I’m in the process of re-assessing everything I think about AIs.[stderr] One topic I have always been fascinated by is: creativity.
My old model for creativity was that it’s the output of a process of permutation of ideas, which are then applied against a recognizer of “yeah, that’s cool” (or appropriate) or “yeah, that may work” (in problem-solving) – if the AI has a good enough recognizer, the recognizer ought to be able to give some approximate probability of “that will work.” By ‘good enough’ recognizer I mean one that is trained enough in the problem where the AI is coming up with creative output. In some cases, the permutation process may output stuff that’s equally probable but not very successful – as long as there is a feedback loop that can update the recognizer, the AI will learn how to be better at creating in a particular area of endeavor.
When an AI that’s playing a computer game doesn’t know what to do, it makes guesses really fast and assesses their likelihood of success.
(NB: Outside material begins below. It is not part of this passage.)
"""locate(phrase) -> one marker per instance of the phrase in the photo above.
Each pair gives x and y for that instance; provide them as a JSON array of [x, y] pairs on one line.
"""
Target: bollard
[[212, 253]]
In rethinking a lot of this stuff I am realizing that that’s how I play computer games, and I’m just an AI, so why wouldn’t another AI do exactly the same thing? The implementation details are going to be different but the outcomes of that process are going to be statistically similar. So, if you’re William Wegman and you’ve made a name for yourself as an artist photographing Wiemaraner dogs in silly poses, you have a simple creative process as you’re working on one image of a Wiemaraner and suddenly you notice the hot dog you’re about to eat and your permuter permutes that against the dog pictures you make your living producing, then the recognizer goes, “sure, that’d be funny” and you’re ordering a bun costume. A photographer with a lot of memories involving dogs and art is going to be more likely to permute things involving dogs and art photographically, and their recognizer is going to be more likely to successfully pass ideas involving dogs and art because, after all, you’ve already got dogs handy.
There’s another piece of the puzzle which is the basic firmware – the “go left” “go up” “grab it” kind of atomic operations that are available to an AI. In the game-playing AI, which is trapped in a weird 2D flat-land, its basic options are already sort of approved by the recognizer because they work pretty much always. At this point, I think we start to invoke what Niko Tinbergen and the ethologists call “Fixed Action Patterns” (no relation to “the FAPpening”) – we learned about those in undergrad psychology: some creatures appear to be born with specific programs that they will follow until they learn something that overrides it. In the stickleback male, for example, that means aggressively trying to chase anything – even a wood doll – that has the coloration of a stickleback from its territory. The stickleback, however, has learned behaviors that modulate and layer atop the fixed action patterns so it won’t keep attacking an object on the other side of the glass of its tank. The part that lodges in my memory was the description of some Greylag Geese that Tinbergen observed: when presented with a threat the geese had no fixed action pattern for, the individual goose would try something, and if it worked it would learn and repeat that behavior. Otherwise it would try something else until it found something that worked, etc. So, if a Tinbergen walked toward a goose with a nest and chicks, the goose would try several default behaviors to drive off the ethologist and if none of them worked, it might play dead, or pretend to have a broken wing and try to lure the ethologist off in another direction. Perhaps a bird that hit upon dancing the macarena just as the ethologist got bored and left, might become a ‘superstitious’ bird that mistook the macarena for a way of scaring ethologists. Konrad Lorenz also did some interesting stuff (bordering on animal abuse) with geese, exploring their imprinting behavior: a fixed action pattern in which newly hatched goose AIs that haven’t got an experienced recognizer can be hacked into thinking an Austrian ethologist is their mommy.
Fixed action pattern -> permutation engine -> go/no-go recognizer -> behavior
That’s all lead-in to this little bit of video that I now see in an entirely different light. Here we have an AI that begins to permute a variety of ideas, rapidly passing them past a recognizer that is tuned for rhythm and humor. Presumably the recognizer is loaded with a great deal of memories of what is funny and what isn’t – it seems to be able to rip through the permutations very quickly, but really what we’re looking at is a massively parallel process.
I used to just think that clip was funny and showed how amazingly cool that particular AI’s training sets are, but now I see it as funny, amazingly cool, and instructive.